It is time to bestow ‘official language’ status on all languages in India – and put them on a par with Hindi, a group of eminent panellists told a live webinar hosted by The Federal on Saturday (November 13).
S Srinivasan, editor-in-chief of The Federal, discussed the perennial hot-button issue of language equality and rights with a panel comprising: Professor Chandan Gowda, Ramakrishna Hegde Chair Professor of Decentralization and Development, Institute for Social and Economic Change, Bangalore; Aazhi Senthil Nathan, senior journalist, Chennai; Joga Singh Virk, president, Campaign for Language Equality and Rights, Patiala; Akashitora, actor and author, Guwahati; Garga Chatterjee, Bangla Pokkho, Kolkata; and Shailesh, senior journalist, New Delhi.

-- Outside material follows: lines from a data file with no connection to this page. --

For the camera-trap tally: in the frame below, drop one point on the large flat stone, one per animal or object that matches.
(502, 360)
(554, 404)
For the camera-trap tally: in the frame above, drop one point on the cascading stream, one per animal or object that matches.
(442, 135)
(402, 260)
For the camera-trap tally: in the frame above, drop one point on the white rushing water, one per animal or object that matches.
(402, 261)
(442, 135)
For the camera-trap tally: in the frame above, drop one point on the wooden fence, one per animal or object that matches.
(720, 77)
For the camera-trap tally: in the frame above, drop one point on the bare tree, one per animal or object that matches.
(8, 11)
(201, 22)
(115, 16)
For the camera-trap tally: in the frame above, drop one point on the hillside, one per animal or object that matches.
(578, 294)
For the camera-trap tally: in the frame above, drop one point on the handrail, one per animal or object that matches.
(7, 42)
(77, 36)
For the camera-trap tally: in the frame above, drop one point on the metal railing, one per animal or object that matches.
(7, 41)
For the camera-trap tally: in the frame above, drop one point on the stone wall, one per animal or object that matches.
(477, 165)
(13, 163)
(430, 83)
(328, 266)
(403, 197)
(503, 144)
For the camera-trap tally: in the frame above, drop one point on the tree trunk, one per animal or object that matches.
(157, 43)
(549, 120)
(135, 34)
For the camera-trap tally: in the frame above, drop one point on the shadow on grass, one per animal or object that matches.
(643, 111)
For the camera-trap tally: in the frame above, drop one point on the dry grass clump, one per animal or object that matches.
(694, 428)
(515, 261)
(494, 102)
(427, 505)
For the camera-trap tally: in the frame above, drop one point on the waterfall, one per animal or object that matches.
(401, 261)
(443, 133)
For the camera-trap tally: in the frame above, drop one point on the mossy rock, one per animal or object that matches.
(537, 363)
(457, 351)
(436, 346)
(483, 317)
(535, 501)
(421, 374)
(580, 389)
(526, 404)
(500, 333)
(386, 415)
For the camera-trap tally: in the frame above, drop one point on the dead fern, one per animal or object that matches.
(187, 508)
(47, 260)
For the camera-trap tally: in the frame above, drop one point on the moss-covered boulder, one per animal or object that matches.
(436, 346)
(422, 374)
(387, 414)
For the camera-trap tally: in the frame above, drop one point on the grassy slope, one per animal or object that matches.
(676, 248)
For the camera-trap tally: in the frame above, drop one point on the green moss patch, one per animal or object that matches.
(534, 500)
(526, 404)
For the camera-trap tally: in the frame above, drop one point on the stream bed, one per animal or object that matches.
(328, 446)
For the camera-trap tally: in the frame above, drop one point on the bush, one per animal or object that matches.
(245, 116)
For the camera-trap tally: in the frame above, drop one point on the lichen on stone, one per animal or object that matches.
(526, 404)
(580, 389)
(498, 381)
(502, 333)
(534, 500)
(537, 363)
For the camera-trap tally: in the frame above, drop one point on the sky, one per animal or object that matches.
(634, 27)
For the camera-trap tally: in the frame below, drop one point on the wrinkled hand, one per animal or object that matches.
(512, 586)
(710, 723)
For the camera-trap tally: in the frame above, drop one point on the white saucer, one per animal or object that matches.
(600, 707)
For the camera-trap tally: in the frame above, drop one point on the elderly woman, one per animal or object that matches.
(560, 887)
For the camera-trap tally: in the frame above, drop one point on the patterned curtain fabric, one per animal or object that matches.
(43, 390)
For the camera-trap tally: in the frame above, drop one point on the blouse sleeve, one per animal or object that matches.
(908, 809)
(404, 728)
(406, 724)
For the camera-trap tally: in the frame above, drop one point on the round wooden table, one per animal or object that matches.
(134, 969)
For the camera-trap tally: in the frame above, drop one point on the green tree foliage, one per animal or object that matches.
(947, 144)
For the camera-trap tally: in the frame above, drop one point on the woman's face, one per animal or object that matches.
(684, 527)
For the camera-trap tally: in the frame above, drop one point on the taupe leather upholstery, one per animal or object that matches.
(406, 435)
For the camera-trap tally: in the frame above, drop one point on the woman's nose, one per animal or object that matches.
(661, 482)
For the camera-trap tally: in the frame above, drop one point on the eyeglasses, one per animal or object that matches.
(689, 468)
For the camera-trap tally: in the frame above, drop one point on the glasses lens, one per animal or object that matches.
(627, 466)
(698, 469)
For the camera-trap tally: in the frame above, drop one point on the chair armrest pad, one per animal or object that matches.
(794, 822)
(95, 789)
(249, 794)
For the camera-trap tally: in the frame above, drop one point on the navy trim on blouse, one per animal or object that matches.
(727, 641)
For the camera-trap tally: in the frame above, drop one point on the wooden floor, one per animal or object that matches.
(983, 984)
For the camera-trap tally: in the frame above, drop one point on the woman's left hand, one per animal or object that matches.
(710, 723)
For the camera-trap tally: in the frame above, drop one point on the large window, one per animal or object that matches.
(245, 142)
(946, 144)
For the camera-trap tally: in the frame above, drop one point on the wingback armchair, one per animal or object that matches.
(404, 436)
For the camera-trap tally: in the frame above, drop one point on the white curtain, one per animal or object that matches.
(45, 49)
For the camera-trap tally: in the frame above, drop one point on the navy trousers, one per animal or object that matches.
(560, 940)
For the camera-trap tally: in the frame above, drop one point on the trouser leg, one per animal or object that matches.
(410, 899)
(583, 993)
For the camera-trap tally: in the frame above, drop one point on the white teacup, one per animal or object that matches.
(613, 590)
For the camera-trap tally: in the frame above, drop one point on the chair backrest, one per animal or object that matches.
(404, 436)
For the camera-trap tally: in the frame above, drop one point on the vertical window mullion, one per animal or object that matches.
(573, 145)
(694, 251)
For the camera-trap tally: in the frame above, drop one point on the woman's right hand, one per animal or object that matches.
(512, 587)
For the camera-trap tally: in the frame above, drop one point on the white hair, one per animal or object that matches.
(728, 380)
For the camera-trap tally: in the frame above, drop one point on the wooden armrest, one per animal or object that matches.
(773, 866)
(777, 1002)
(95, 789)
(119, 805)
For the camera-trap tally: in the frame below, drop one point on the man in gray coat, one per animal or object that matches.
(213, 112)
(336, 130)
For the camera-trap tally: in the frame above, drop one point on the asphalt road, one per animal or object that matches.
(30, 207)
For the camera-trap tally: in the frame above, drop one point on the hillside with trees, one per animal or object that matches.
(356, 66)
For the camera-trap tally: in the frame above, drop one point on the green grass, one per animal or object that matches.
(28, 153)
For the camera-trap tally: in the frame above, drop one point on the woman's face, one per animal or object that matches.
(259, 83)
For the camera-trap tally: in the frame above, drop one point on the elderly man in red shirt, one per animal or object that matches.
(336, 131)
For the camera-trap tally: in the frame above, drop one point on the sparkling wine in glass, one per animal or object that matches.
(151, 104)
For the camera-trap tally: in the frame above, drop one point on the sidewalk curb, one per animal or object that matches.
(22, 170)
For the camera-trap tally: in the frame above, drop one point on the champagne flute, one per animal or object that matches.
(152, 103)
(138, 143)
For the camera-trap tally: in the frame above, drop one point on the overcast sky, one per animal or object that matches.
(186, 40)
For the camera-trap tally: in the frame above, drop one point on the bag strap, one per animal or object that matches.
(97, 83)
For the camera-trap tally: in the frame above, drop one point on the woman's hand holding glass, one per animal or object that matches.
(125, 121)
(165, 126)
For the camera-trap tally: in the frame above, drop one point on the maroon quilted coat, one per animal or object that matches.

If the fundamental idea of India is multilingualism, then all languages should be considered equal, Senthil Nathan said. “My language, Tamil, should be treated on a par with Hindi constitutionally, legally, administratively, in theory and in practice,” he said.
Senthil Nathan referred to the various anti-Hindi agitations of Tamil Nadu during both pre- and post-independence periods, and which involved several mass protests, riots, student and political movements, and said even today some Hindi speakers consider non-Hindi speaking citizens insufficiently Indian.
“Ordinary Hindi people ask us [non-Hindi speakers], ‘You are Indian. You should learn Hindi.’ We feel English is sufficient as lingua franca of India,” he said.
“Tamil Nadu has always demanded official language status for all languages, not just Tamil. We have always raised our voice for non-Hindi states.”
The Federal’s discussion on language–‘Should All Indian Languages be on par with Hindi, as official languages?
Speakers: Prof. Chandan Gowda, Aazhi Senthil Nathan, Joga Singh Virk, Akashitora, Garga Chatterjee
Host: Srinivasan S
— The Federal (@TheFederal_in) November 13, 2021
Prof Gowda said at one level the Constitution speaks the language of equality, but it also wants to promote the spread of Hindi. “This tension has to be resolved in favour of a multilingual model. Citizenship is also about equal language prestige. When you relegate other languages to secondary status… that represents a subordination of a mass of people.”
Prof Gowda referred to the European Union and said one of its founding principles is multilingualism. The EU has 24 official languages, and every time a new member joins the union, they have added to the number of official languages, he said.
“India must look at such constructive models.”
Joga Singh said the Preamble of the Constitution provides for equality of status and opportunity to all the people of the country. “Article 16 says, ‘There shall be equality of opportunity for all citizens in matters relating to employment or appointment to any office under the State,’” he said.
“Language has been creating inequalities. A Union government office in Tamil Nadu uses Hindi as its official language, not Tamil. In Punjab it is the same situation. And so the first task of communication cannot be fulfilled. That is why we need all languages to be made official,” he said.
Joga Singh said imposition of Hindi turns residents of a state into “migrants in their own land”.
Garga Chatterjee warned that the 2026 delimitation exercise, to redraw the boundaries of the various assembly and Lok Sabha constituencies based on the latest census, threatens to turn India into a “Hindi majority” nation.
The states from the Gangetic belt, which have fertility rates higher than the Indian average, will send more representatives to the Lok Sabha post-2026, he said.
“I come from a state where 86 per cent of people are Bengali. And 83 per cent of them don’t understand any other language than Bengali. Most Indian citizens are not multilingual, they are monolingual,” he said.
Shailesh said most people in the Hindi belt support equal status for other languages. “Hindi is a liberal language. It is only about 100-125 years old. Prior to that there was no Hindi belt. Hindi never existed. Politicians use the issue for their own benefit,” he said.”
Shailesh said the real issue is not the “dominance of Hindi, but the dominance of English.”